Companies that rely on SD-WANs using internet links in a global deployment will sacrifice application performance, user experience and productivity. Latency, packet loss and jitter are inherent to the internet, and these issues are exaggerated when data crosses oceans or travels long distances. Internet-based SD-WANs also cannot commit to SLAs, so IT leaders don’t know what to expect in terms of reliability and application performance.
6. Enterprise buyers will wake up to the fact that many SD-WAN tools don’t have an adequate mobile strategy.
With over 40% of employees today working remotely, you’ll see SD-WAN suppliers scrambling to accommodate this large and growing part of the workforce. Vendors that rely on SD-WAN appliances, for example, can’t expect workers to carry around those gizmos and the soft clients that some offer instead quickly become a management nightmare in terms of tracking who has downloaded what version and when, virtually ensuring an uptick in support calls. Expect to see more suppliers strive to offer clientless SD-WAN.
7. IoT will fuel the adoption of SD-WAN.
The internet of things is already making inroads in several industries, including medical devices, manufacturing (through robotics) and power and gas distribution, and it's only the beginning. As billions of new devices and systems will need to be connected to each other, the amount of traffic across enterprise networks will grow exponentially. The key requirement for any IoT deployment to be a success is the real-time delivery of data to all stakeholders.

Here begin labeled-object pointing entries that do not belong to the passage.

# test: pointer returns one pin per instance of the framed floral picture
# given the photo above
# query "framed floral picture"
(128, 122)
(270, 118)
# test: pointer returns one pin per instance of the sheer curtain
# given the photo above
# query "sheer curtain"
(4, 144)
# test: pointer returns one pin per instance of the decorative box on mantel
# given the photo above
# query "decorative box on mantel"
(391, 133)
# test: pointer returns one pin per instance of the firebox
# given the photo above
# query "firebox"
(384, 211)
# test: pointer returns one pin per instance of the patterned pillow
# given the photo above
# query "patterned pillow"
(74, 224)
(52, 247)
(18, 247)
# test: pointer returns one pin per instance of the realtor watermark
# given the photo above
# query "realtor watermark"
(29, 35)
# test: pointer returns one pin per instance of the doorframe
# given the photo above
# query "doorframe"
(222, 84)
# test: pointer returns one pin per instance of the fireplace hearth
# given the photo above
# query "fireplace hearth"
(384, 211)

The reason SD-WAN appeals to IT leaders for their IoT-based applications over legacy network technologies is the promise of simplified network deployment, centralized control and real-time application delivery.
8. SD-WAN tools will adopt machine learning and artificial intelligence capabilities to take WANs to the next level.
One of the advantages of SD-WANs is the network becomes aware of the needs of the applications it supports and can react accordingly. And in 2018, we’ll start to see more efforts to leverage machine learning and artificial intelligence to improve on those capabilities. The potential is there, for example, to predict network behavior in real time and route traffic over the best path, thereby using machine learning algorithms to identify network issues before the customer even feels them.
You can expect these and other SD-WAN developments to unfold in in 2018 because the one prediction guaranteed to come true is this: This fast-growing and still evolving SD-WAN market will continue to attract vendor investment and buyer interest.